Darn It! Part III
even if just darning holes in my socks.
Fortunately, all my socks are currently mended,
and I'm able to concentrate on fiction.
I know, I know, while the flitgirl is channeling the Amish, Rachel is dreaming of petticoats, and Amanda is trying to teach her husband the finer points of Laura Ingalls Wilder's biography, the rest of you are scratching your heads thinking - Sheesh! Is she really going to talk about darning again? Originally, this was going to be a two-part series, but there were two compelling reasons to extend our fun. (Yes, I said, fun.)
Inquiring minds want to know if there is "Rogaine for socks." A pinch of prevention is worth a pound of cure. I knew Elizabeth was a smart woman.
Before we talk about preventing holes and thinning, we must all look deep into our souls and face The Cold Hard Truth: 100% wool socks wear out faster than wool-nylon blends. I know, I know. I could hardly bear it when I first realized. I buy Fair Trade coffee; I have a National Parks Pass; I handwash my socks. Clearly I want what is best for the world. But I have a lot of experience at this. My Regia socks that I've been wearing weekly for five years look brand new. My Koigu socks that I've been wearing less-than-weekly for three years, well, see the photo below. I've made 95 pairs of socks, people. Take my word for it.
The Step-by-Step Plan for Preventive Sock Knitting
- If you never want to get holes in handknit socks, don't knit socks.

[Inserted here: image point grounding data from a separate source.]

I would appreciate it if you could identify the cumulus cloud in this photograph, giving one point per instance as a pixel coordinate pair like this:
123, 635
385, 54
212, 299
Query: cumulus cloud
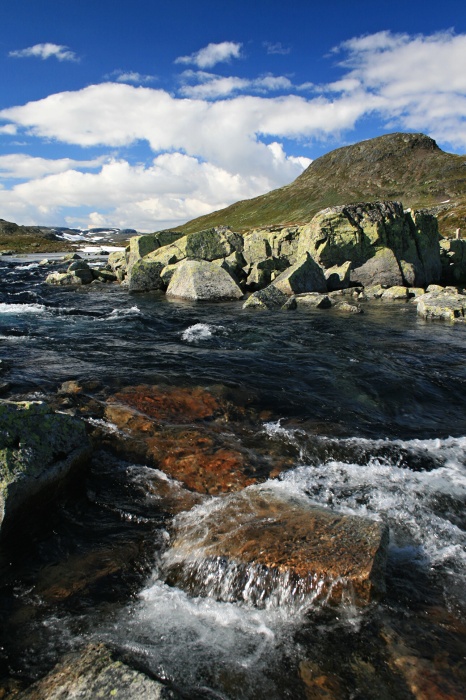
276, 48
212, 54
22, 166
131, 77
415, 82
44, 51
210, 86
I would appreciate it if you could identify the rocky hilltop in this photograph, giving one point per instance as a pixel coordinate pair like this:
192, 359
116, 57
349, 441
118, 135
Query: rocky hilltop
406, 167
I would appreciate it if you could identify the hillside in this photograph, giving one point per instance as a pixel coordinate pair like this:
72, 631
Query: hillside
407, 167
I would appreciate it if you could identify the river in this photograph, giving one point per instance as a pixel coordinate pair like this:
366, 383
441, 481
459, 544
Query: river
369, 410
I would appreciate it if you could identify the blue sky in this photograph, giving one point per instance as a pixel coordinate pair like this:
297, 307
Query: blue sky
146, 114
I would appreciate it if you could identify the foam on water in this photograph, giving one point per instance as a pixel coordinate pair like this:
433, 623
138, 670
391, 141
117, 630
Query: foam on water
201, 331
22, 308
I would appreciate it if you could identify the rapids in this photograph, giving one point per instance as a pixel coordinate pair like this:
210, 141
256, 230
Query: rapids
367, 410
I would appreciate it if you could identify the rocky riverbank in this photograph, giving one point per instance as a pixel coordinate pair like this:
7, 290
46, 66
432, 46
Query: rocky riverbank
374, 250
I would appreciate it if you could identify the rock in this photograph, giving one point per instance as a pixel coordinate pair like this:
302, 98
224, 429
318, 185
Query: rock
200, 280
64, 278
338, 276
38, 450
260, 545
453, 260
304, 276
444, 305
95, 672
383, 268
349, 308
406, 247
318, 301
394, 293
72, 256
268, 298
140, 246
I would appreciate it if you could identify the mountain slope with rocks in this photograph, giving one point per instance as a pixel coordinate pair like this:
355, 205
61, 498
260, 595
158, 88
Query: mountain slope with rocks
410, 168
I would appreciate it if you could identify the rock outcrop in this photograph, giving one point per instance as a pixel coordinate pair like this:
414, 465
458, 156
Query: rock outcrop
260, 544
38, 450
95, 672
200, 280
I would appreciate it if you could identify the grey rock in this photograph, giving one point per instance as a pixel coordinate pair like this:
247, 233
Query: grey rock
268, 298
38, 449
201, 280
94, 672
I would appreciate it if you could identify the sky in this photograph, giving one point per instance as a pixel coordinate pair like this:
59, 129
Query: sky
145, 114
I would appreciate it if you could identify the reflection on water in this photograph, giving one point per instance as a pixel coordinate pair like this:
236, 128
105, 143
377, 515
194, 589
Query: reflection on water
368, 412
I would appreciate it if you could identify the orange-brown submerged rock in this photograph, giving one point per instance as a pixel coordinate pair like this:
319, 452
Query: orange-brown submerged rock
259, 544
200, 455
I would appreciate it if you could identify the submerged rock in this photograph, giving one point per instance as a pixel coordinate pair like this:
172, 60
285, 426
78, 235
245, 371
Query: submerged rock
38, 450
260, 545
200, 280
95, 672
442, 303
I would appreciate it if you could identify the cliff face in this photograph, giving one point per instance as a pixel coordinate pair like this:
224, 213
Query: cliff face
410, 168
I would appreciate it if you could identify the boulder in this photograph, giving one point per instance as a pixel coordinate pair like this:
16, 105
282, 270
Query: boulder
95, 672
200, 280
406, 246
304, 276
442, 304
38, 450
453, 260
268, 298
318, 301
338, 276
383, 268
263, 545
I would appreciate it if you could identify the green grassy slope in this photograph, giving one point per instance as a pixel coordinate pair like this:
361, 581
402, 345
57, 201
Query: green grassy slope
406, 167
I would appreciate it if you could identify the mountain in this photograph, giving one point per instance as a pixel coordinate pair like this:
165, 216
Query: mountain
410, 168
43, 239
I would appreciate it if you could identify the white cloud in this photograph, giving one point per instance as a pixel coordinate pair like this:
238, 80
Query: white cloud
22, 166
210, 86
212, 54
276, 48
44, 51
414, 82
131, 77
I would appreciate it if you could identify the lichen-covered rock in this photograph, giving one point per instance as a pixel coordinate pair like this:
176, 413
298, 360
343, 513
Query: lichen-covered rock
268, 298
395, 293
140, 246
338, 276
383, 268
318, 301
94, 672
453, 260
361, 232
304, 276
38, 449
200, 280
261, 544
444, 305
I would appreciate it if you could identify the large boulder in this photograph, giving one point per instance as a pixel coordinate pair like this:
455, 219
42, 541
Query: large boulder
406, 246
200, 280
304, 276
443, 304
38, 450
95, 672
261, 545
453, 260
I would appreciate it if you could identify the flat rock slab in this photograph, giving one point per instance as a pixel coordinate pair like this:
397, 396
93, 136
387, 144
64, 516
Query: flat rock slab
200, 280
94, 673
259, 545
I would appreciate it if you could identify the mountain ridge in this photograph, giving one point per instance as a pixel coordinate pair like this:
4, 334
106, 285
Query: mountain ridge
407, 167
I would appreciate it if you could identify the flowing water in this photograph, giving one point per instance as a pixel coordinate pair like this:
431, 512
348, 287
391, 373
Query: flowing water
368, 412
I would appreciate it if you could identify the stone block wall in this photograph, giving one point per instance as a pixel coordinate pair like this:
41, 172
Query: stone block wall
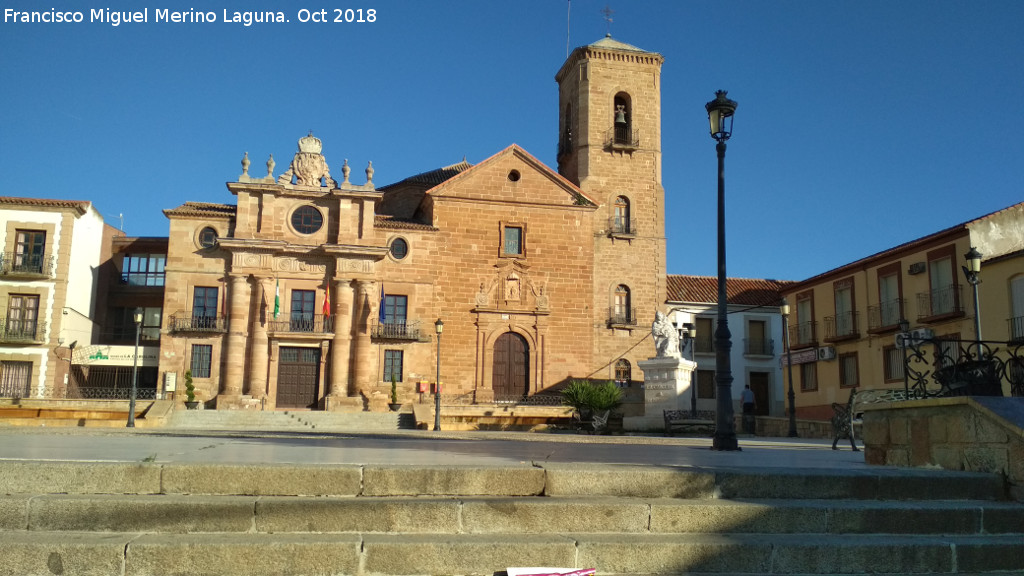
956, 434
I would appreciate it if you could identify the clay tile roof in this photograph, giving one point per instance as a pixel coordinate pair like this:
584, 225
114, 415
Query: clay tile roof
738, 290
434, 177
388, 222
202, 209
80, 205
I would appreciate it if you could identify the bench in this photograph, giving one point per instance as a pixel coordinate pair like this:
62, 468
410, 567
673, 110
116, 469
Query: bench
844, 415
683, 420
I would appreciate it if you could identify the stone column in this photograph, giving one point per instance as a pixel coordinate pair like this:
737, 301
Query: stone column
238, 326
341, 345
364, 317
259, 359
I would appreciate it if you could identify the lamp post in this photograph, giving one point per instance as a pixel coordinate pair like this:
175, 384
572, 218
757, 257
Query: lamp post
438, 326
971, 272
720, 114
904, 329
784, 309
134, 371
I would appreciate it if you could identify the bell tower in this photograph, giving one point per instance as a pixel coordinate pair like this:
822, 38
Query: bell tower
609, 145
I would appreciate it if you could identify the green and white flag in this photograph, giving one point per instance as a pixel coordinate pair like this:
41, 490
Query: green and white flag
276, 300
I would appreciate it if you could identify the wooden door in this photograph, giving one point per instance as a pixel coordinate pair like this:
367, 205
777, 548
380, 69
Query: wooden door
511, 367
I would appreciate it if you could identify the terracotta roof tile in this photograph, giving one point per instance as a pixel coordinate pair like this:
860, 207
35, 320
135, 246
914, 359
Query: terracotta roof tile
738, 290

- If you want to knit socks and reduce holes, buy sock yarn with 10-25% nylon (polyamid) content.
- If you insist upon 100% wool socks (and don't we all?):
- You could practice watchful waiting and perform duplicate stitch reinforcing at the first sign of thinning stitches.
- You could reinforce the heavy wear parts of the sock during/after knitting:
- by using reinforcing thread such as Wooly Nylon (sold at sewing stores) or leftover from other socks (it comes with Blauband and JaWoll sock brands); I've also heard of people using sewing thread, although I've never tried it
- by using the same yarn and weaving it through the purl bumps on the wrong side of the heavy wear spots
- Since we're speaking of reinforcing thread: People recommend using it while you knit the heels and toes. Well, I wear out all my socks at the ball of the foot and under the heel. Not so helpful for me.
- An alternative to reinforcing thread: You know our friend heel stitch? (sl 1, k1, purl back; Eye of Partridge would also work just fine) I've done that along the entire sole of the foot to reinforce it. Works great, although you may need to make the foot a little longer, since this shortens it. It's also a bit bulky. I recommend it for hiking socks.
- For all socks, gauge is crucial. More stitches per inch equals more yarn per inch. Automatic reinforcement if you go down a needle size.
- For all socks, knitting a correctly sized sock is critical. Too small, your toes will poke holes in them. Too big, they will move around in your shoes and create friction. Which is bad, because friction makes holes. Experiment. Find a great heel, a great toe, a perfect length, the perfect number of stitches on your favorite needles. This will help keep your socks in good shape.
Second, check out the darning on the Koigu sock: Big hole. Small yarn. But for my only pair of Koigu socks, totally worth it. This is a work of darning art.